Friday, September 23, 2011

What is the difference between a mini digital camera then a regular sized camera?

I plan on buying a mini digital key chain camera I need to know is it any different from a regular digital camera or the same.|||the resolution the mini key chain is going to give you bad quality pictures but for the size and the price is a good inversion|||you know how a cell phone camera looks on a cmputer? try deviding the quality by 10|||Smaller cameras will have less robust optics (less, if any optical zoom), will probably use a non-standard battery (AA is preferred, AAA is acceptable, anything else is a liability), definitely will have a smaller LCD screen (again, if any), and probably won't have an image capture chip worth sneezing on. If you can get it for $20 or so, it might be worth having as a cheap alternative to carrying around a real camera, but I'd still suggest getting a decent digital camera for primary use.|||Don't expect to produce any decent photos from a mini digital key chain camera.

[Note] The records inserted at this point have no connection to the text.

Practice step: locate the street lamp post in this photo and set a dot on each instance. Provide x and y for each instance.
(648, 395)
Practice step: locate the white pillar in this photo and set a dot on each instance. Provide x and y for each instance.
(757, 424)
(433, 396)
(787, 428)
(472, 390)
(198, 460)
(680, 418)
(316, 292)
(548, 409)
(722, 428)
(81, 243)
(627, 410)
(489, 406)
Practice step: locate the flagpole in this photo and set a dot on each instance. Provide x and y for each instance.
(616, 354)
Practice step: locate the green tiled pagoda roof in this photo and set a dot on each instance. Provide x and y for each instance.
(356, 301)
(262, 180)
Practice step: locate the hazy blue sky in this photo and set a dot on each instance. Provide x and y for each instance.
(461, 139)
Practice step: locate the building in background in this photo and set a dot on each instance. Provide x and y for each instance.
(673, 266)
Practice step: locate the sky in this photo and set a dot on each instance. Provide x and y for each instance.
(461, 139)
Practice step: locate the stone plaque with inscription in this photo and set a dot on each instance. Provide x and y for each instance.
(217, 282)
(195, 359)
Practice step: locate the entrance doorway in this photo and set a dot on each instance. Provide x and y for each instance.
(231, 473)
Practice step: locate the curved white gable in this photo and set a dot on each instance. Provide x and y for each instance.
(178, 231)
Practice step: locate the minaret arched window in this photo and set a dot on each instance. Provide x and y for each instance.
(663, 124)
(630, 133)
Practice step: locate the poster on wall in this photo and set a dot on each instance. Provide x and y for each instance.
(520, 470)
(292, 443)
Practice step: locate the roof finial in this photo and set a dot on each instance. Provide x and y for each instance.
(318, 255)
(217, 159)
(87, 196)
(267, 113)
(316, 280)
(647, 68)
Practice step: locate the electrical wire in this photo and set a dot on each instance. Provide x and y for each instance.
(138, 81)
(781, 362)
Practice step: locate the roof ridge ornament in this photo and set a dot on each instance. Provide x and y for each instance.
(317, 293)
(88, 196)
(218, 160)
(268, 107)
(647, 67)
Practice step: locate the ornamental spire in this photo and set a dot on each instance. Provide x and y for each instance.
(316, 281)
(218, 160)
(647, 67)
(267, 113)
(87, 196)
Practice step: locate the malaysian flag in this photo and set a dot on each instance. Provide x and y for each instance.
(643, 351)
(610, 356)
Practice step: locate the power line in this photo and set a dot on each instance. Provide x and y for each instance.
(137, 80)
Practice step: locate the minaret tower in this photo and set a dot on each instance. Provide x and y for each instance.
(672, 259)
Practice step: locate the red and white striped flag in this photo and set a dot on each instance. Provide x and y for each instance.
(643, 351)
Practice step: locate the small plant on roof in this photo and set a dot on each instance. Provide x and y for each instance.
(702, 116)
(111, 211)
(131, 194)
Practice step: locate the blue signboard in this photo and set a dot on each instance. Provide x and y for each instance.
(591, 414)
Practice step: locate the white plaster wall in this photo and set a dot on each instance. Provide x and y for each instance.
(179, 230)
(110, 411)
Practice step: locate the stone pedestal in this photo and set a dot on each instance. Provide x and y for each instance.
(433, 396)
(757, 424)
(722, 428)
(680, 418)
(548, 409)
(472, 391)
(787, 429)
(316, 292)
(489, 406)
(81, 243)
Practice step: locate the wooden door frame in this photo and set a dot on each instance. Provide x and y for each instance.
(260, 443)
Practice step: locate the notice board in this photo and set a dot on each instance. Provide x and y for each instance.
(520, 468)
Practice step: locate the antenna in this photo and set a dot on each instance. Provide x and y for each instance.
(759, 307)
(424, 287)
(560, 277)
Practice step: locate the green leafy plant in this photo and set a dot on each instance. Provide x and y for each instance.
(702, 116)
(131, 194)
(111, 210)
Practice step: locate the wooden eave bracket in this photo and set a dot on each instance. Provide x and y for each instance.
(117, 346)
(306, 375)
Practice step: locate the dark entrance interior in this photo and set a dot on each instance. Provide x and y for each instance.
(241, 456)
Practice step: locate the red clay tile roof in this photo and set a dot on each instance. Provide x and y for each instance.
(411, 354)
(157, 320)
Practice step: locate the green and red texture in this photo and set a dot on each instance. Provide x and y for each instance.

It will never happen!!!|||Like a regular camera, a digital camera has a lens and a shutter that lets in light. But the light strikes an array of image sensors or photosensitive cells instead of film. The sensor array is a chip about 6-11 mm across. Each image sensor is a charged-couple device (CCD) which converts light into an electrical charge. The charge is stored as analogue information then digitized by another bit of technology called an analogue to digital converter (ADC). Every receptor in the array of thousands creates one pixel, and for each pixel a certain amount of information is stored.





Some digicams use CMOS chips as image sensors. CMOS stands for complementary metal oxide semiconductor; this refers to the process by which the sensor is made. The process is the same one used to mass produce DRAM and microprocessors so CMOS sensors are significantly cheaper and easier to make than CCDs.





Other advantages of CMOS sensors are that they consume less power and can have other circuits included on the same chip. These additional on-chip features can include analogue-to-digital conversion, cameral controls, image compression and anti-jitter stabilization.





However, these other circuits use space that would normally be used for light sensing. This makes the sensor array less sensitive to light, resulting in lower image quality when shooting indoors or other low light conditions. In the final tally, CMOS cameras are smaller, lighter, cheaper and more energy efficient, but be prepared to sacrifice some image quality.|||A key chain camera will produce unacceptable pictures. Really awful!





If you're wanting prints, go with an entry level Canon, Nikon, Olympus or Kodak. Expect to pay at least $100 for a decent camera, better at the $200 range.